I only need it to work for SQL Server. This is an example. The question is about a general approach.
There is a nice extension method from https://entityframework-extensions.net called WhereBulkContains
. It is, sort of, great, except that the code of the methods in this library is obfuscated and they do not produce valid SQL when .ToQueryString()
is called on IQueryable<T>
with these extension methods applied.
Subsequently, I can't use such methods in production code as I am not "allowed" to trust such code due to business reasons. Sure, I can write tons of tests to ensure that WhereBulkContains
works as expected, except that there are some complicated cases where the performance of WhereBulkContains
is well below stellar, whereas properly written SQL works in a blink of an eye. And (read above), since the code of this library is obfuscated, there is no way to figure out what's wrong there without spending a large amount of time. We would've bought the license (as this is not a freeware) if the library weren't obfuscated. All together that basically kills the library for our purposes.
This is where it gets interesting. I can easily create and populate a temporary table, e.g. (I have a table called EFAgents
with an int PK called AgentId
in the database):
private string GetTmpAgentSql(IEnumerable<int> agentIds) => @$"

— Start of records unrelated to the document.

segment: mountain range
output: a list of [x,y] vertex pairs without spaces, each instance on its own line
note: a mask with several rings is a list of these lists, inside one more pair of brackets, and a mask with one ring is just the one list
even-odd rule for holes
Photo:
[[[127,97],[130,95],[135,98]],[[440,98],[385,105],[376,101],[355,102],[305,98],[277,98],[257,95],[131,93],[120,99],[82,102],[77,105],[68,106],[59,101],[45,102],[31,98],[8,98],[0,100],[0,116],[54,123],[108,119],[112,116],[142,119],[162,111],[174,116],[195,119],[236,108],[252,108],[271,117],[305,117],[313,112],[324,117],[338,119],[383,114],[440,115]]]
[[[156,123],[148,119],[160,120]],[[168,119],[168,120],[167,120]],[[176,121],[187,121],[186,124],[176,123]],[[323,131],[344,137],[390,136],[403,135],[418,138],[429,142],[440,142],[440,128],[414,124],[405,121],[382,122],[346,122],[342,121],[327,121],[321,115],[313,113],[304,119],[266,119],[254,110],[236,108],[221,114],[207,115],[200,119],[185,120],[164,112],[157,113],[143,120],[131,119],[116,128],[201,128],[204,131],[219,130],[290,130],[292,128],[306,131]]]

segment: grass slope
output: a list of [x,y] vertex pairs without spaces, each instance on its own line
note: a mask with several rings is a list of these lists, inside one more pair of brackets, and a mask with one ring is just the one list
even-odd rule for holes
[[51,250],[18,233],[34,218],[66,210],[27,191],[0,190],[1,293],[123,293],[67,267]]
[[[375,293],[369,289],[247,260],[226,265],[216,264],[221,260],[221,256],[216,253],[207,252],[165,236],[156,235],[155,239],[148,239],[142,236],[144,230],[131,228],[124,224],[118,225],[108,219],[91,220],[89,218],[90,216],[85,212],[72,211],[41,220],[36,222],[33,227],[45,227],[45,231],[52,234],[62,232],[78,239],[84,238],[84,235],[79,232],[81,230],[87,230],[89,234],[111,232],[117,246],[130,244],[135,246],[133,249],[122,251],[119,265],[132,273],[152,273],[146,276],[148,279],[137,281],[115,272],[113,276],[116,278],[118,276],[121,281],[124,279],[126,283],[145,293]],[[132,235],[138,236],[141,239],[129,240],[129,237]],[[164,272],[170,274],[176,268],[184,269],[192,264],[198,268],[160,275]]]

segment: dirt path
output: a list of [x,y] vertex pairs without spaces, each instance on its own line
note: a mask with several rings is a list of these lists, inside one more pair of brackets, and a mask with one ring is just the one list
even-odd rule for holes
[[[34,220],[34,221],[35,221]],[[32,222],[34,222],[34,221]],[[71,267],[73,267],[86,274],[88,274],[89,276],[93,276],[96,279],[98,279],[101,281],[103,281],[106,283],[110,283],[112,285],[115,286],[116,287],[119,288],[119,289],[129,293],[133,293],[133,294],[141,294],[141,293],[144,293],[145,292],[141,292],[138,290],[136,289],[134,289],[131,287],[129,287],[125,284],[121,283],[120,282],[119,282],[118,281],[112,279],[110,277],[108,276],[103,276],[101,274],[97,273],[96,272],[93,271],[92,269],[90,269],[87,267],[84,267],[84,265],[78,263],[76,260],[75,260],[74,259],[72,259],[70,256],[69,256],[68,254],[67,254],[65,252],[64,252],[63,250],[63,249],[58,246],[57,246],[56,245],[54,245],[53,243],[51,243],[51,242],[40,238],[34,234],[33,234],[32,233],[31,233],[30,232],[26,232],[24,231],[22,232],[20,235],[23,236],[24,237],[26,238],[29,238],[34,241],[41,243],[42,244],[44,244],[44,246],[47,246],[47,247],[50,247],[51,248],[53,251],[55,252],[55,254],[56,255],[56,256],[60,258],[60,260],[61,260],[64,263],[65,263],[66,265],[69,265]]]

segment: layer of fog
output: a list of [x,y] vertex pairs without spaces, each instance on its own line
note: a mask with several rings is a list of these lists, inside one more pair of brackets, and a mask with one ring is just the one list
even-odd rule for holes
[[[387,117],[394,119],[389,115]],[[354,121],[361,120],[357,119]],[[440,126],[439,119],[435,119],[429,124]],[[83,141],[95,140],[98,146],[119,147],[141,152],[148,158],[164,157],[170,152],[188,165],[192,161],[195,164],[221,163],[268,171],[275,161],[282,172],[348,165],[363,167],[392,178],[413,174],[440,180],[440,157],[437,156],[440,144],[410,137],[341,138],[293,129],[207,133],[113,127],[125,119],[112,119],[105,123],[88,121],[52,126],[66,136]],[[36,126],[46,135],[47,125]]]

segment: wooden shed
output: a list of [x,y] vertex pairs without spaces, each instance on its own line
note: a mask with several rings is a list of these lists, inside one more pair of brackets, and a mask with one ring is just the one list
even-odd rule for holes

drop table if exists #tmp_Agents;
create table #tmp_Agents (AgentId int not null, primary key clustered (AgentId asc));
{(agentIds
.Chunk(1_000)
.Select(e => $@"
insert into #tmp_Agents (AgentId)
values
({e.JoinStrings("), (")});
")
.JoinStrings(""))}
select 0 as Result
";
private const string AgentSql = @"
select a.* from EFAgents a inner join #tmp_Agents t on a.AgentID = t.AgentId";
where GetContext
returns EF Core database context and JoinStrings
comes from Unity.Interception.Utilities
and then use it as follows:
private async Task<List<EFAgent>> GetAgents(List<int> agentIds)
{
var tmpSql = GetTmpAgentSql(agentIds);
using var ctx = GetContext();
// This creates a temporary table and populates it with the ids.
// This is a proprietary port of EF SqlQuery code, but I can post the whole thing if necessary.
var _ = await ctx.GetDatabase().SqlQuery<int>(tmpSql).FirstOrDefaultAsync();
// There is a DbSet<EFAgent> called Agents.
var query = ctx.Agents
.FromSqlRaw(AgentSql)
.Join(ctx.Agents, t => t.AgentId, a => a.AgentId, (t, a) => a);
var sql = query.ToQueryString() + Environment.NewLine;
// This should provide a valid SQL; https://entityframework-extensions.net does NOT!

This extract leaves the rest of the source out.